Newsom Jabs at DeSantis Over Migrant Flights, Suggests ‘Kidnapping Charges’
The $10 million the Florida legislature provided for Florida’s ‘Unauthorized Alien Transport Program’ expires at the end of June.
A battle is erupting between Governors Newsom and DeSantis over planes full of migrants that arrived at Sacramento over the past few days, pitting the Democratic and Republican heavyweights against each other after previous sparring matches.
On Monday, Mr. Newsom called Mr. DeSantis a “small, pathetic man,” adding, “This isn’t Martha’s Vineyard,” after two planes full of migrants arrived at Sacramento Executive Airport. “Kidnapping charges?” Mr. Newsom added.
According to the Sacramento County director of public information, Kim Nava, the migrants were provided food and water and taken to a religious institution, where they were provided housing and other resources.
It’s not clear that the flights were arranged by Mr. DeSantis. If they were, the funding for the relevant program expires on June 30, meaning more flights might arrive at other locales in the coming month.
“My Administration is also working with the California Department of Justice to investigate the circumstances around who paid for the group’s travel and whether the individuals orchestrating this trip misled anyone with false promises or have violated any criminal laws, including kidnapping,” Mr. Newsom said.
The details of how the migrants were recruited for the flight are unknown, though the California attorney general, Rob Bonta, did speak to KCRA3 about what his office has been able to tell from a preliminary investigation.
“We learned that many of them didn’t know where they were being taken and didn’t know where they were until they arrived,” Mr. Bonta said.
His office’s investigation also found that the flights were arranged through a private company with ties to Florida, Vertol Systems, and some were told that they would have help finding jobs if they got on the plane. Vertol Systems is the company that arranged the flights to Martha’s Vineyard from Texas last year.
It’s not yet known how each of the 20 migrants who were on the plane were recruited for the flight. “I saw some people smiling, I think they were happy to be away from wherever they came from,” one witness, Steve Thompson, told NewsNation.
The plane of migrants sent to Sacramento could be the latest antic from Mr. DeSantis, who flew migrants to Martha’s Vineyard, Massachusetts, from Texas, via Florida, last year to antagonize the wealthy liberal community there, which also provided migrants with food and shelter before shipping them off to a nearby National Guard base.
Since then, the Florida legislature set aside another $10 million for the “Unauthorized Alien Transport Program,” which could have funded the flights to California.

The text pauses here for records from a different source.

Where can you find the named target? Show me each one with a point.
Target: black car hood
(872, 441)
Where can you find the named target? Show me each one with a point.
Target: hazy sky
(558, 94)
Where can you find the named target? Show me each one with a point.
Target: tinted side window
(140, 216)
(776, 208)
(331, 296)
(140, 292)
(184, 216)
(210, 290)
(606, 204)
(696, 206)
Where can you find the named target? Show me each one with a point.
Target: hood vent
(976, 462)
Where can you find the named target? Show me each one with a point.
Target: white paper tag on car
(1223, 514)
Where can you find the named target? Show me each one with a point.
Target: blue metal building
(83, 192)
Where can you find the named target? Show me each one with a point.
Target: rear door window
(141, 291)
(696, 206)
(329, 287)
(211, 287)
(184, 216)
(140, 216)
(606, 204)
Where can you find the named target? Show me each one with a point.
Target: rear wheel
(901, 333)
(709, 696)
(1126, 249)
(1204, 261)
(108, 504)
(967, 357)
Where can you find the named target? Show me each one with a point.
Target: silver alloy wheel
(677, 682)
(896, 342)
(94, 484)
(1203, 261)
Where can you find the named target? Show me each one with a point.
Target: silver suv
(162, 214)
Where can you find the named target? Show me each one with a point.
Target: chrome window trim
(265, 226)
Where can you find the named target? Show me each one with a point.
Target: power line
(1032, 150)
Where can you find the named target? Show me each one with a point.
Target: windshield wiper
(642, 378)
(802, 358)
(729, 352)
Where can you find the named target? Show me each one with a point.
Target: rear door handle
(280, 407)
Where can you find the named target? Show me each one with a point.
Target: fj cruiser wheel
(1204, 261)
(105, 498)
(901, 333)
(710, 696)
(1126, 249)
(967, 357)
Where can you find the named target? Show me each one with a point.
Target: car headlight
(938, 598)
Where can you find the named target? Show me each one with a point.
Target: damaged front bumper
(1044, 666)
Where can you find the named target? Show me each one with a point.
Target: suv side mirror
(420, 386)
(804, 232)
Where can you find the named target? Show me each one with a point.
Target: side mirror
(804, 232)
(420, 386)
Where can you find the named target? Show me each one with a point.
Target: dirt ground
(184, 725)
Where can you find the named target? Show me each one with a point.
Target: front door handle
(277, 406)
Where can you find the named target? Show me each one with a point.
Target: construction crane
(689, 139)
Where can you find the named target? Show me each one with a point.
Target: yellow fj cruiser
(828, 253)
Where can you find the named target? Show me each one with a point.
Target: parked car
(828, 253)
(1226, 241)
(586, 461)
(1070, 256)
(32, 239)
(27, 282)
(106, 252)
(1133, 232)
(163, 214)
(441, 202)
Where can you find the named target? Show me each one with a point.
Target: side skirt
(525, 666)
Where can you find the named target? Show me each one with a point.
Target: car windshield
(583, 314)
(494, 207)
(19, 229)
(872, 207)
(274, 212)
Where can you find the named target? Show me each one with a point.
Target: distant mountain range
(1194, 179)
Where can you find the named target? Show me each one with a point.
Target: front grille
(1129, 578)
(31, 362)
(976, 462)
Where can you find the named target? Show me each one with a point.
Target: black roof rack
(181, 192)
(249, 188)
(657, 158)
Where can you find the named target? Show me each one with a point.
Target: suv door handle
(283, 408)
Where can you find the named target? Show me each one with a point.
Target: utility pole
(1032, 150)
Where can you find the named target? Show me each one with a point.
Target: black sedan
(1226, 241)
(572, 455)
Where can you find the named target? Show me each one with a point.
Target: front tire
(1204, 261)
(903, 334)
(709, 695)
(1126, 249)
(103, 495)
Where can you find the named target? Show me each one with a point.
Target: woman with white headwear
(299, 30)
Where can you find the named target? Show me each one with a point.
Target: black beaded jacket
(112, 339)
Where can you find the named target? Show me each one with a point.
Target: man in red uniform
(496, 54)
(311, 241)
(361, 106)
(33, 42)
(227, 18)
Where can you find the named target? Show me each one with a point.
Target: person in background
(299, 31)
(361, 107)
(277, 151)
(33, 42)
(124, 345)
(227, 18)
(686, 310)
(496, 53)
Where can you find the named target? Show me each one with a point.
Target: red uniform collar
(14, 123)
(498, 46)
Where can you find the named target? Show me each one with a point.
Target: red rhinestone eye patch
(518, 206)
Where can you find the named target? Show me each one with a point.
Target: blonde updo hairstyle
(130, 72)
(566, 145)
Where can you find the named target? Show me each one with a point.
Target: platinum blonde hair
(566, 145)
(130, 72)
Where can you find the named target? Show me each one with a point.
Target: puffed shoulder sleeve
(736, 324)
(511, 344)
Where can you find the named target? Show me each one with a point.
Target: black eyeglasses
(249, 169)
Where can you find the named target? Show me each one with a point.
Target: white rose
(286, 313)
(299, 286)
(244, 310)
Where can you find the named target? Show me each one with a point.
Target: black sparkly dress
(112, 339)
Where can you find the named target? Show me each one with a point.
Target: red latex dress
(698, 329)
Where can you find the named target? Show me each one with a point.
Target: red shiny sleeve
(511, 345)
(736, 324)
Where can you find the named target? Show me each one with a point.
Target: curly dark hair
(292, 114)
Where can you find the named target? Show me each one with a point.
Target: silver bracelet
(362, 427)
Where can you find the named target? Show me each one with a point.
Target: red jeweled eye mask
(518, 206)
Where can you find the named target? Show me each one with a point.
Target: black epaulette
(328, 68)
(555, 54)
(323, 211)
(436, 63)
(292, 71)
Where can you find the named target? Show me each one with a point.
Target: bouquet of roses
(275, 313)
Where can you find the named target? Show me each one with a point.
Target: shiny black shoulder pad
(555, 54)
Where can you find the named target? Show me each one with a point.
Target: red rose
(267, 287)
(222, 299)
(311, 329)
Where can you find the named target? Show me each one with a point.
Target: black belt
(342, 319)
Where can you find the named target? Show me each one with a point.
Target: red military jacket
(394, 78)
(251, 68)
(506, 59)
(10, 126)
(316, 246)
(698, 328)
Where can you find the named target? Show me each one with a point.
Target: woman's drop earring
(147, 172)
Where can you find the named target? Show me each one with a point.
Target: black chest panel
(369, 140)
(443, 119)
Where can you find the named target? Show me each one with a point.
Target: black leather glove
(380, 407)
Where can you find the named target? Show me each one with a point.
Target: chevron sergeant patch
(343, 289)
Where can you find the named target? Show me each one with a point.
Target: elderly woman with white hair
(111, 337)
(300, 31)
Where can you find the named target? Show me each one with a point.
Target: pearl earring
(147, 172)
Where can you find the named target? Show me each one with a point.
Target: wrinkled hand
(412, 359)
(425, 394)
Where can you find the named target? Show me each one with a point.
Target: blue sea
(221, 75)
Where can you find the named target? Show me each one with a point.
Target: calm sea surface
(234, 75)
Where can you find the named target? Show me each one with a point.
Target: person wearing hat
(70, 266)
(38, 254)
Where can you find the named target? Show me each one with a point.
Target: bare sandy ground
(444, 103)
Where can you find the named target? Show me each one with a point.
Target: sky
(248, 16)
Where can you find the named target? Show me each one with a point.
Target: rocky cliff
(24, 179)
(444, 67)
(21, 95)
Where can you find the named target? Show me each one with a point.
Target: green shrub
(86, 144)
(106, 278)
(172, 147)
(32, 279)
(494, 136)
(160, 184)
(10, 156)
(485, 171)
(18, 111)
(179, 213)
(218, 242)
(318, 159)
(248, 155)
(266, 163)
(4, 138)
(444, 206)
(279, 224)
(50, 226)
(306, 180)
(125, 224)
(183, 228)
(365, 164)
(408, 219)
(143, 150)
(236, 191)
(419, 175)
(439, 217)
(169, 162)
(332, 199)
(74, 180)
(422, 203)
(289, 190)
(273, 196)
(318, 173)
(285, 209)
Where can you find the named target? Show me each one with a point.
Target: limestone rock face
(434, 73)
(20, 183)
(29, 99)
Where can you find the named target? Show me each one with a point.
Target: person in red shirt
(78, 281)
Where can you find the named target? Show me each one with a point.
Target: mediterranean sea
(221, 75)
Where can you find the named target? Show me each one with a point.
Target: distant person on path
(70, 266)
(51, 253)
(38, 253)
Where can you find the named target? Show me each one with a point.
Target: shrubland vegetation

The first plane arrived at Sacramento Friday “without any advance warning,” according to Mr. Newsom. The migrants were transported to New Mexico from Texas before being flown to Sacramento.
The new arrivals at Sacramento come as a Texas sheriff who has been investigating Mr. DeSantis’s flights to Martha’s Vineyard announced that he was planning to recommend criminal charges relating to the flight.
According to a statement provided to the Boston Globe, Bexar County’s sheriff, Javier Salazar, plans to bring felony “unlawful restraint” and potential kidnapping charges. Sheriff Salazar did not name a defendant in the statement. The Bexar County sheriff’s office did not immediately respond to a request for comment.
This isn’t the first time that Messrs. Newsom and DeSantis have sparred over social media and in the press. Mr. Newsom toured Florida earlier this spring, taking jabs at Mr. DeSantis’s leadership.
“Fifty years on voting rights, on civil rights, LGBTQ rights, abortion rights, contraceptive rights, all of that at threat, state after state, led by your state and your governor with a zest for demonization and othering people,” Mr. Newsom said. “He has one thing that is common with everything he’s doing — bullying and intimidating vulnerable communities.”
In response, Mr. DeSantis said “everyone wants to talk about me and Florida,” adding, “until the last few years I rarely if ever saw a California license plate in Florida.”
Neither Mr. DeSantis nor his office have publicly addressed the recent flights or responded to a request for comment.